“No, I see nothing, and unluckily I have not got my spectacles at hand.” But observing Leila’s heightened colour, and the expression of her face, he added in quite a different tone, “Yes, I do see two tiny little green leaves just peeping above the brown earth; but they will require all your tender care to rear them. Why are they so precious to you, Leila? But do not tell me if you would rather not.”

She lifted her eyes to his face. “Yes, I should like to tell you—” she hesitated, then continued in an agitated voice, “it is seeds from the flower I planted on Clara’s grave, and perhaps more will spring.”

Charles’s colour mounted to his forehead; he took her hand. “Oh, Leila,” he said, “dear Leila, how I have longed for this moment, how I have wished you to talk to me of Clara. Clara, my own sweet sister, my lost Clara; I seem to see her still, how lovely she was!”

“You knew her then,” Leila said eagerly; “you remember her; but how—were you not in England?”

“No; from our being up the country and in a good climate, I was nearly ten years old before it was thought necessary to send me to England; never can I forget the first time I saw Clara. I was taken into the room where mamma was lying on her bed, so pale, so beautiful, only the slightest tinge of colour in her cheek. Clara and Mina lay on each side of her; she took my hand, a bright flush came into her face for a moment, ‘My little son,’ she said, ‘may God watch over you and preserve you to be a protector to your sisters; if these dear ones live to be sent home to England, you will be already there.

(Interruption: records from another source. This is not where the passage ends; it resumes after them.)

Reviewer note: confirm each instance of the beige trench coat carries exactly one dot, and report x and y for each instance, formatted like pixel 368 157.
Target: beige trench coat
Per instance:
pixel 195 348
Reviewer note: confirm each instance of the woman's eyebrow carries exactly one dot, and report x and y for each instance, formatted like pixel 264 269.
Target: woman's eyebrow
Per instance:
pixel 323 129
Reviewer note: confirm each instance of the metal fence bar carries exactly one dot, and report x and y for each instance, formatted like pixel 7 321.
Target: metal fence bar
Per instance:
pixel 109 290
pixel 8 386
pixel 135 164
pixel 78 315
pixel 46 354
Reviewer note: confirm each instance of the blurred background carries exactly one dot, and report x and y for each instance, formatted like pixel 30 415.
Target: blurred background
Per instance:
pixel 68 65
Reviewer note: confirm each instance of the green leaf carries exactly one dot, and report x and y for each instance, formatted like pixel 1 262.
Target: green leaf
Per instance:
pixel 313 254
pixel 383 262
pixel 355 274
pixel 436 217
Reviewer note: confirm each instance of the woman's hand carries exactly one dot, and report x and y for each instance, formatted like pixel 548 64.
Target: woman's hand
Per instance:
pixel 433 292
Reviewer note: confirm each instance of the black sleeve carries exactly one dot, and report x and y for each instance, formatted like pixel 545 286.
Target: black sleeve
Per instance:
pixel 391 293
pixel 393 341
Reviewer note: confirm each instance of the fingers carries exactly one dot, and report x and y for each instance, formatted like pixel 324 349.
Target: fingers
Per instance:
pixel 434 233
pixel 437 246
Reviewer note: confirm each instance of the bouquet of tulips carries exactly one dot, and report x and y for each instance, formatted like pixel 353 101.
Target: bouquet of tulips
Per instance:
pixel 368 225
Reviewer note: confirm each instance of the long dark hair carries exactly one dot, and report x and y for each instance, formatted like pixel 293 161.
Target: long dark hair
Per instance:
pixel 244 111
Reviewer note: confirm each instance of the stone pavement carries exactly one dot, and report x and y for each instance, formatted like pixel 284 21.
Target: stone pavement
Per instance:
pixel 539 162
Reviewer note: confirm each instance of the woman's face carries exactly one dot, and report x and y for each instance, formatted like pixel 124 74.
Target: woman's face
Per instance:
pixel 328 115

Promise me that when you are together, you will watch over them, and always endeavour by your own example to teach them to love and serve their heavenly Father. May you never, dear Charles, forget this moment; may my earnest request be always remembered, when you yourself are tempted to do what is wrong.”

“And were you sent away from them immediately?” Leila inquired. “How melancholy this must have been for you!”

“Oh no, not immediately; Clara and Mina were three years old before I left India. They could talk and run about. In the cool season I used to make them run races in the garden with each other. They often laughed so at my constantly mistaking one for the other, for I never could distinguish them, till mamma put a small gold chain round Clara’s neck.”

“Was it this?” Leila said, as she took a chain from the folds of her dress, and gave it into his hand.

“Yes, the very same; but there was no locket suspended from it.”

Leila touched the spring, it opened.